While mlestimator and cluster_wrangler are written in python 2.7, all maximum likelihood estimation functions themselves run in matlab, and require the Optimization toolkit.

Estimating mutational effects, and especially confidence intervals on mutational effect parameters, requires extensive computational time and is best run on a high-performance cluster (currently, only clusters running SLURM are supported by cluster_wrangler). However, a quick test of this system can be performed using the included exponential_fam_LL_and_sim code, which allows mlestimator to be run on data containing normally-, exponentially-, or gamma-distributed random numbers, and can be run on a unix-based OS via commandline.

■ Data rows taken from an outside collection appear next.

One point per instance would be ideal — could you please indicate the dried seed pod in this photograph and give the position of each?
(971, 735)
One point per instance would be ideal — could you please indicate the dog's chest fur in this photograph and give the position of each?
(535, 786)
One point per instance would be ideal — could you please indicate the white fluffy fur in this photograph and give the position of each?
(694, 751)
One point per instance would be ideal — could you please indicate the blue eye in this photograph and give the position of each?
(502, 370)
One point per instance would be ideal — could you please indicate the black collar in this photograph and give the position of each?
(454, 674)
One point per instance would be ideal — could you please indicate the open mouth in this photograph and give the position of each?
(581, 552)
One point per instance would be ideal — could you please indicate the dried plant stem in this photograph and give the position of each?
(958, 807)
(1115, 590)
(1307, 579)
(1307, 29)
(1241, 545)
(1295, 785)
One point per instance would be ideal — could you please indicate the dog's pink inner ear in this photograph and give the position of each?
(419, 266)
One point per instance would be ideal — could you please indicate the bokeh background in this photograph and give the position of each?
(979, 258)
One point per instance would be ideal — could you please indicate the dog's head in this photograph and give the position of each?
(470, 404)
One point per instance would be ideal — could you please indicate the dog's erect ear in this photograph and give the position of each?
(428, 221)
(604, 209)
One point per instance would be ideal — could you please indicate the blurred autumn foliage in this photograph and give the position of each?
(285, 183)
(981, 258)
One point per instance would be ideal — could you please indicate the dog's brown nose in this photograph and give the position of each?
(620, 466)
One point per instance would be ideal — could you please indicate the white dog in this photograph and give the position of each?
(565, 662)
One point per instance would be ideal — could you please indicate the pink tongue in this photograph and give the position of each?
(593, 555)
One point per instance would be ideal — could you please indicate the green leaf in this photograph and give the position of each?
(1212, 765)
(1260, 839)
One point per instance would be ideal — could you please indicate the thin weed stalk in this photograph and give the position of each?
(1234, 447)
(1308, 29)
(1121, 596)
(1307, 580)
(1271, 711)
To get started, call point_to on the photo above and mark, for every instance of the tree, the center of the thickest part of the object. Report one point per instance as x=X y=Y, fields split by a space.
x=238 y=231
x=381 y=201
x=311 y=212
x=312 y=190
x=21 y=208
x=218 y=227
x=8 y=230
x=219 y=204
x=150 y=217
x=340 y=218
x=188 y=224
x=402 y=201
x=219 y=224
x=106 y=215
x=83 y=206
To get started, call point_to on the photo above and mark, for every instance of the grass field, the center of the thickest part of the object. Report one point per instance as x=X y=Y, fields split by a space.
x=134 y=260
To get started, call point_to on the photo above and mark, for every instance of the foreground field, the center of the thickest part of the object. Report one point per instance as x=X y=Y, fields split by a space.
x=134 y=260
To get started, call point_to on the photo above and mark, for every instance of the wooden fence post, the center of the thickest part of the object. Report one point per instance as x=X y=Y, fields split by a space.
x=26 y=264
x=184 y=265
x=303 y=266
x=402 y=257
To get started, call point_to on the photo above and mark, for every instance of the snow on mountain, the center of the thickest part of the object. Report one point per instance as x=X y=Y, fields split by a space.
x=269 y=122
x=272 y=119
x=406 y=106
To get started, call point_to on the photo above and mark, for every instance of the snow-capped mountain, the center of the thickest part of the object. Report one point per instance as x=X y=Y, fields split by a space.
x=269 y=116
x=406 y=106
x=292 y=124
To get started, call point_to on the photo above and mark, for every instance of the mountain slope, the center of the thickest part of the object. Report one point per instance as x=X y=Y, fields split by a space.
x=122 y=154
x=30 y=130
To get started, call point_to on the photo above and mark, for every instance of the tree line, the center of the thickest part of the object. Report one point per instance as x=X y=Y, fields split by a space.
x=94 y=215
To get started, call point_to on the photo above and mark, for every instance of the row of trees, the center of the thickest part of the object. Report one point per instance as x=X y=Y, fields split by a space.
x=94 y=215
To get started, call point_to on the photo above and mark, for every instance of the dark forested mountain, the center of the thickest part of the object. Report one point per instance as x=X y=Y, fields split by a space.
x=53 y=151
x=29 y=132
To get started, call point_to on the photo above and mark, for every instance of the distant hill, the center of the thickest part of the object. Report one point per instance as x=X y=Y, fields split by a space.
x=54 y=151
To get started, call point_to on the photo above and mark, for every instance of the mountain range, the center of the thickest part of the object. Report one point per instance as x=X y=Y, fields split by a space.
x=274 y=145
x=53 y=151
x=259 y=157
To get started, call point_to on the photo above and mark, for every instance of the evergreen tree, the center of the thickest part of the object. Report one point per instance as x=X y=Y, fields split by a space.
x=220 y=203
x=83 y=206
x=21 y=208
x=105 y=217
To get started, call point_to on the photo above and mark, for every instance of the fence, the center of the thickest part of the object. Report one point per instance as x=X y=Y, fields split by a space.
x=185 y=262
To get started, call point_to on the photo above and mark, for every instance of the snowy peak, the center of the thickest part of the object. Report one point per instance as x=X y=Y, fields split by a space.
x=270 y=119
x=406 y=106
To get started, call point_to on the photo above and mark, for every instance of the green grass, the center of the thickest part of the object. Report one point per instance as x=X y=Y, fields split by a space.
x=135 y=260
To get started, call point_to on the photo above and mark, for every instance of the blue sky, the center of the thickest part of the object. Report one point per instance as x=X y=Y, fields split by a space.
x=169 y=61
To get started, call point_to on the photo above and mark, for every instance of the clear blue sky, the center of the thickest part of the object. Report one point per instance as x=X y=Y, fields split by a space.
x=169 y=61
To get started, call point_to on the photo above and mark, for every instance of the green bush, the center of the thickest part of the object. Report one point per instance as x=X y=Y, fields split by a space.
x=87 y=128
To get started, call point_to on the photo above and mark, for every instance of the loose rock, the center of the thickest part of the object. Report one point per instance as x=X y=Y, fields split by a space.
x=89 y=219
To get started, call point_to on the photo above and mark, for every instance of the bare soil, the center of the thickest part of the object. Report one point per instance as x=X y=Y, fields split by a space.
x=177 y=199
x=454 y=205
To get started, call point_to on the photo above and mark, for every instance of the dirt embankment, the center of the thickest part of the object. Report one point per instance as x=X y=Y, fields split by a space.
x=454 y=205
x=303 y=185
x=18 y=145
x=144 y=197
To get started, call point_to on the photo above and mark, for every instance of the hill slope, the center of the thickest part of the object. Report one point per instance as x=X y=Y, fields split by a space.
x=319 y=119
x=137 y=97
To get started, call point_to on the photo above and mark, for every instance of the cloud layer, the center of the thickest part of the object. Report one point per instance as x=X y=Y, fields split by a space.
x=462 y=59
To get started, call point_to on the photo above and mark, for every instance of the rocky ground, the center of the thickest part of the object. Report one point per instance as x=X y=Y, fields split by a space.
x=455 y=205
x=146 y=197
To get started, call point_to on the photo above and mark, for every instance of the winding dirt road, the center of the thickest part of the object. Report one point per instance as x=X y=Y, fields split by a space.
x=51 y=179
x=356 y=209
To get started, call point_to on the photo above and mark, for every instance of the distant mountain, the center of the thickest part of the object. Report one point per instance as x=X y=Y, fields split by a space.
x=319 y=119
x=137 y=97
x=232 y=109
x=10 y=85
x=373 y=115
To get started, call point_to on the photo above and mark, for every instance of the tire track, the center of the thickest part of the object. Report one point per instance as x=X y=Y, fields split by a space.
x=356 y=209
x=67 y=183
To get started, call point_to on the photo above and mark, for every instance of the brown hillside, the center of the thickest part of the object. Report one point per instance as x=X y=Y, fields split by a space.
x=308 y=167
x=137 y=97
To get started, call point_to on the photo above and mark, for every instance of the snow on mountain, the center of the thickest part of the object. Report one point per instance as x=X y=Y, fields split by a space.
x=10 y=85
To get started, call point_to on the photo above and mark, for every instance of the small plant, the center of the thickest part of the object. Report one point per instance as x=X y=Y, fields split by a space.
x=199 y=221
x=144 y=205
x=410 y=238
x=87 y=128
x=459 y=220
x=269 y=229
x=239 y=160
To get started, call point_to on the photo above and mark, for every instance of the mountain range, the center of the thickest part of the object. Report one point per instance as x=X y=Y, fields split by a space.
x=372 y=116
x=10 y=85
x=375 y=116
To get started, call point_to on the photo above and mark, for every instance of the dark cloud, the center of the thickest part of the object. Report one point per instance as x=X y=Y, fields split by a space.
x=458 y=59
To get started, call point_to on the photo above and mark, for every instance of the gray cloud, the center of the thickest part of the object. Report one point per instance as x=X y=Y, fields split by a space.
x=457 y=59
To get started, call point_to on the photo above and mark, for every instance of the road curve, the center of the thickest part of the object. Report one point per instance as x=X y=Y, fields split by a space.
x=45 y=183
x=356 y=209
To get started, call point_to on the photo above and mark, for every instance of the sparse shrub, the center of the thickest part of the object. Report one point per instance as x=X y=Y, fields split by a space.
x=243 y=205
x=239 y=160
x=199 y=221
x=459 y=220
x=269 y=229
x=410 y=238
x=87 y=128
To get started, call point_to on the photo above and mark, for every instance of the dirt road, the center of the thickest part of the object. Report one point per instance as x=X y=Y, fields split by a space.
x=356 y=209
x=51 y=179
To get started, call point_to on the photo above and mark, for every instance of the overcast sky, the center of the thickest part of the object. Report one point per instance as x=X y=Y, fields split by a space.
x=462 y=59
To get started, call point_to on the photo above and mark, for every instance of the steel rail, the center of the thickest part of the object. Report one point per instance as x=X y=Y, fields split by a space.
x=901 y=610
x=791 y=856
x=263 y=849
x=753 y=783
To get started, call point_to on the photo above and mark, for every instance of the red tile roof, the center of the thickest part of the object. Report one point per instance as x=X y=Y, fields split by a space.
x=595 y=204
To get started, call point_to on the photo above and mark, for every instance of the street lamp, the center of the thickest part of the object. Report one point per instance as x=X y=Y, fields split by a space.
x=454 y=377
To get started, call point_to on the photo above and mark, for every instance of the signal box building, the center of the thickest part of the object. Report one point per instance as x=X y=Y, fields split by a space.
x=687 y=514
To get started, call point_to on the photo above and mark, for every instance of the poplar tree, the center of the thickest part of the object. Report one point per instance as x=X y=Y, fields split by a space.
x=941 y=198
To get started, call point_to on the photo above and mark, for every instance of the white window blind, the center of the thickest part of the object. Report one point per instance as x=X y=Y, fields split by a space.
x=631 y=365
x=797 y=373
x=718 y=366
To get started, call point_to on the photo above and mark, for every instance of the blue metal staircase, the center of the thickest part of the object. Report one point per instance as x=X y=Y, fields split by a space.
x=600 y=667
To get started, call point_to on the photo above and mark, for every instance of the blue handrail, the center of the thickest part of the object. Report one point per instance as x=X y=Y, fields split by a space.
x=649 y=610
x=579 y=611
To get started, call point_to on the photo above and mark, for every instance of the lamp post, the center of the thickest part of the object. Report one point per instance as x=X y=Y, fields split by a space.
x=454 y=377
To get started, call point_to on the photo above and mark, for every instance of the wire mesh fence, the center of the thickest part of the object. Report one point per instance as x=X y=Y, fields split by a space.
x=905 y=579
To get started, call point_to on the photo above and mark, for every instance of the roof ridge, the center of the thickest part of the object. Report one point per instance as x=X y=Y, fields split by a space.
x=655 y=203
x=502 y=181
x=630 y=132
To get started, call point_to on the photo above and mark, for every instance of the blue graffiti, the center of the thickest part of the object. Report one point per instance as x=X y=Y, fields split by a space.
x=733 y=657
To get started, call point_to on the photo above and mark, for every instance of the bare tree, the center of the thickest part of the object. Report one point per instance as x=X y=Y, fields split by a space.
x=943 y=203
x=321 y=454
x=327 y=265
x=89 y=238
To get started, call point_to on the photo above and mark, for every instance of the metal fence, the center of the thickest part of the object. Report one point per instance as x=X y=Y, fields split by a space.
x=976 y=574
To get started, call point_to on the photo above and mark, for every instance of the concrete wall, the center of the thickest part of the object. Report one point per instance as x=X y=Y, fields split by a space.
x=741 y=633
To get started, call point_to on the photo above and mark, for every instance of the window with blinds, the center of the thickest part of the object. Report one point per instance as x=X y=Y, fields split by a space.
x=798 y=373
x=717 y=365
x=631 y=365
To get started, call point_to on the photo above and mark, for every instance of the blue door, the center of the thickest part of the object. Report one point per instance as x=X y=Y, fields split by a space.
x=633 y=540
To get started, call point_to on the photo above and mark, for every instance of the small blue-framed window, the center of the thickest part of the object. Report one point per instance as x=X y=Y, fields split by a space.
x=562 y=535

To run maximum likelhood estimation using the test data:

  1. Select the appropriate setup file (setup_file_gauss_slurm.csv if running code on SLURM, setup_file_gauss_unix.csv if running code on unix-based OS) and edit the rows corresponding to username, home_folder, composite_data_folder, backup_folder, code_folder, and temp_storage_folder. composite_data_folder should be the path to the directory that contains gaussian_test_folder.
  2. Optional: change the data in gaussian_test_folder/phenotype_file.csv; this is the data that the maximum likelihood parameters will be estimated for, and it can contain any number of integers or floats under 'data'.
  3. Run MLE_runner.py, selecting the appropriate setup_file under the '-s' option; e.g.:
    MLE_runner.py -s setup_file_gauss_unix.csv
    
    On a cluster running SLURM, running MLE_runner.py will result in the submission of a batch job; on a personal computer with a unix-based OS, it results in the necessary jobs being submitted to matlab consecutively through the active terminal session.
  4. Run MLE_runner.py again as above; this will:
    1. Update the status of the current jobs in gaussian_test_folder/trackfiles/; these can be most conveniently viewed in the summary files in this folder.
    2. Submit any jobs not submitted in the first run
    3. Resubmit any jobs that ran out of time/memory in the previous run (on SLURM)
  5. Run MLE_runner.py several times after all jobs have been completed to compile log likelihood profiles (in gaussian_test_folder/LLprofiles/), identify confidence interval bounds (this will also submit jobs running matlab scripts), and write and update an MLE_output file in gaussian_test_folder that will contain the maximum likelihood estimates and confidence intervals for each parameter, as well as info on the runtime for each maximum likelihood estimation.
    • Note: it may be useful to set MLE_runner.py running on cron; for this, modify the MLE_runner_shell.sh file as necessary, and run this file on the cron.